Teraz jego popularność jeszcze wzrośnie. Po pierwszym przejeździe Hirscher tracił 0,22 do lidera - innego Austriaka Hannesa Reichelta. Pomogli mu rywale - Ligety stracił równowagę (i szansę na trzecią z rzędu, a piątą w dorobku Małą Krzyształową Kulę), a Feuz pojechał pierwszy przejazd zeupełnie bez błysku. W drugim przejeździe rywale znów jakby nie chcieli zespuść święta Austriakom - Ligety i Feuz pojechali przeciętnie, Pinterault był od Hirschera gorszy o 0,75 setnych sekundy.
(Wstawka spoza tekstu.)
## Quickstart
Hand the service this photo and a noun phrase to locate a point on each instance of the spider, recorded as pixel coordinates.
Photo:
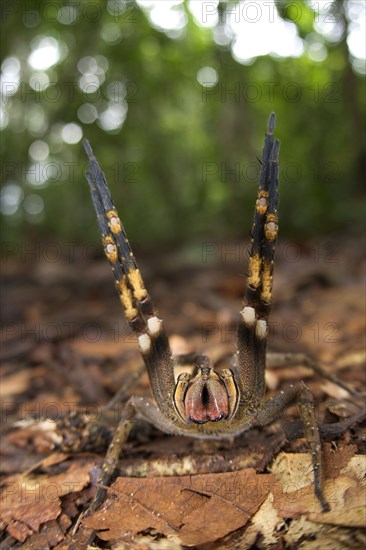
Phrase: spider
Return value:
(204, 404)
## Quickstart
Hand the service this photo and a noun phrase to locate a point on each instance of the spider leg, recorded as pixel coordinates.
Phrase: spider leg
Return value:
(253, 328)
(298, 394)
(137, 304)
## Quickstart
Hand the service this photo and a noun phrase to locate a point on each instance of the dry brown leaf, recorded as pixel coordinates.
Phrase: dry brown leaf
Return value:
(199, 509)
(28, 501)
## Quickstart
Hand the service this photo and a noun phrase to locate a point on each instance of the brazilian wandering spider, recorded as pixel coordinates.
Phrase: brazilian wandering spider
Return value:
(205, 404)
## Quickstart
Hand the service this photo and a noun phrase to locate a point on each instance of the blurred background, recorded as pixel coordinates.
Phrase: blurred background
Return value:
(174, 97)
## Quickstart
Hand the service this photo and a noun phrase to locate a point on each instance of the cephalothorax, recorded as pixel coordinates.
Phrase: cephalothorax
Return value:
(205, 404)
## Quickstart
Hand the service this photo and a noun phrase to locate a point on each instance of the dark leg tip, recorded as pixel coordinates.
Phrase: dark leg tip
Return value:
(271, 123)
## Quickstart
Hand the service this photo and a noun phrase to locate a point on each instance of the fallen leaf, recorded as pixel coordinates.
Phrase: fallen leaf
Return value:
(199, 509)
(28, 501)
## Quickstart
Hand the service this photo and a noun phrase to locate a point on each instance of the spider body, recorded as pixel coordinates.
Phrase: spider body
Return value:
(204, 404)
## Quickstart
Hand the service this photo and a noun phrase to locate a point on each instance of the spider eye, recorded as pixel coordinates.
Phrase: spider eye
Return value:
(206, 400)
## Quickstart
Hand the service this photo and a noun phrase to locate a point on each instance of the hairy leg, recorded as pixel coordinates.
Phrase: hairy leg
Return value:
(300, 395)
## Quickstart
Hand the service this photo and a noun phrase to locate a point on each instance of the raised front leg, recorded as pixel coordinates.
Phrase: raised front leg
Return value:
(252, 333)
(298, 394)
(134, 297)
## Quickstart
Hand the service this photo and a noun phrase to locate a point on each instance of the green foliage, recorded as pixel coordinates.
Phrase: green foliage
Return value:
(183, 164)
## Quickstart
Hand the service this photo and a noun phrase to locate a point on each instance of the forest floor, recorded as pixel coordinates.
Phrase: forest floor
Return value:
(67, 347)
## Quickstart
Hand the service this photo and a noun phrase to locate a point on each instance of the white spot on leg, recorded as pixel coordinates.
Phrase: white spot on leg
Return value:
(261, 329)
(144, 342)
(154, 324)
(248, 315)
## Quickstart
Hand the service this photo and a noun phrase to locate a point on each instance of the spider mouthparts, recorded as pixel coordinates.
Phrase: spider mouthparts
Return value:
(206, 400)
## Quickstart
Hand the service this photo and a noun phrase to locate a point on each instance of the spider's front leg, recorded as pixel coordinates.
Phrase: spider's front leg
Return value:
(252, 334)
(300, 395)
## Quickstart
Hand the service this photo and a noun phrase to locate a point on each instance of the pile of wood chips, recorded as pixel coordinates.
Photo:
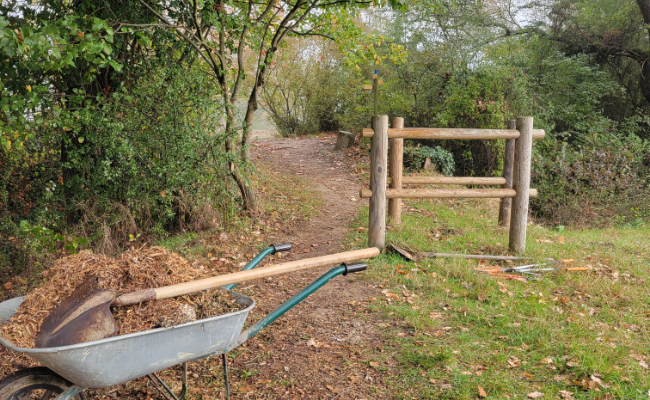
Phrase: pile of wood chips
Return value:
(132, 271)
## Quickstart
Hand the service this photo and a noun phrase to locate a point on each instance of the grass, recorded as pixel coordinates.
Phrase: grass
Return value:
(451, 329)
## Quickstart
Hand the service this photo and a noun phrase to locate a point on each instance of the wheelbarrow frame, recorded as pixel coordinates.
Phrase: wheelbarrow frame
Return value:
(233, 338)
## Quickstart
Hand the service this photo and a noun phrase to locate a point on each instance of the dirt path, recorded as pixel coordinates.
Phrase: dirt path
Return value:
(316, 350)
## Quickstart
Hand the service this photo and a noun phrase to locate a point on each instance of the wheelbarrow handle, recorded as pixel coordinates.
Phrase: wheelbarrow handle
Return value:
(272, 249)
(343, 269)
(242, 276)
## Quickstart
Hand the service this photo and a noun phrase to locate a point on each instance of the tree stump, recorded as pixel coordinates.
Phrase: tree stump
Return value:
(344, 140)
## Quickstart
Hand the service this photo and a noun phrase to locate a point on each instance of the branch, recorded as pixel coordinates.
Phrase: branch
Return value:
(311, 33)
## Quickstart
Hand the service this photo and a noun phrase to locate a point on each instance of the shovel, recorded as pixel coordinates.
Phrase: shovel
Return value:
(86, 316)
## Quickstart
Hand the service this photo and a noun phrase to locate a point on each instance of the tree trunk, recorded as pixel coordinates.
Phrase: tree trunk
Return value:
(644, 80)
(239, 175)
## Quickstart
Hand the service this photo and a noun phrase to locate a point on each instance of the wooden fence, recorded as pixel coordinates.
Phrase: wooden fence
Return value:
(515, 184)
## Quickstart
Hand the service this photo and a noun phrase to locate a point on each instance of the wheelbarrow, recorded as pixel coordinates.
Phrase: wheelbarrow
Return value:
(69, 370)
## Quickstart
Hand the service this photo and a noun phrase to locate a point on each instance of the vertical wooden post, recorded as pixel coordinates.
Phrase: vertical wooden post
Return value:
(508, 166)
(521, 184)
(395, 172)
(378, 161)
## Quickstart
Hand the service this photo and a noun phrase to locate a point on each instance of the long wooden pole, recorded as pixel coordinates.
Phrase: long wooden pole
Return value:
(378, 161)
(445, 193)
(508, 166)
(396, 166)
(521, 184)
(453, 133)
(451, 180)
(243, 276)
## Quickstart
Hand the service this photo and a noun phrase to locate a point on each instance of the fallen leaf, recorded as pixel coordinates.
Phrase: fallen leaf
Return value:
(566, 394)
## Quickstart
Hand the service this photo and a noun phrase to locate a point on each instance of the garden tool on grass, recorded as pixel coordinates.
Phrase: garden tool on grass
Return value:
(531, 269)
(86, 314)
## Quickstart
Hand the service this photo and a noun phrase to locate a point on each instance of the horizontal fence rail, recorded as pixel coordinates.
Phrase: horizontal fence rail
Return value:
(451, 180)
(447, 193)
(452, 133)
(514, 190)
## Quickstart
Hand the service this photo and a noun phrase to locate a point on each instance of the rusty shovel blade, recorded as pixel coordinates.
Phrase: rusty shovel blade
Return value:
(83, 317)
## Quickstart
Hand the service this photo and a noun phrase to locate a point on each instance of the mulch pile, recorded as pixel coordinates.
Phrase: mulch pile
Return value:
(132, 271)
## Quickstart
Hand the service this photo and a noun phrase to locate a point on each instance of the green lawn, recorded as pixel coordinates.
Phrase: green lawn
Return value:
(451, 329)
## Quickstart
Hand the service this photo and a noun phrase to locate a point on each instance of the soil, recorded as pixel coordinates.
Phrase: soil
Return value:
(317, 349)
Faworyt publiczności jechał więc jako przedostatni, przy ogłuszającym ryku kibiców. Wytrzymał presję i pojechał świetnie. Wszyscy wstrzymali więc oddech jeszcze na chwilę, gdy na trasę wyjechał inny z Austriaków - lider po pierwszym przejeździe Hannes Reichelt mógł jeszcze opóźnić triumf swojego rodaka w klasyfikacji generalnej. Nie opóźnił, choć bardzo się starał - gorszy od Hirschera był zaledwie o 0,19 sekundy.
Trzeci był nieoczekiwanie, po świetnym drugim przejeździe, Marcel Mathis - Austriacy zajęli więc całe podium.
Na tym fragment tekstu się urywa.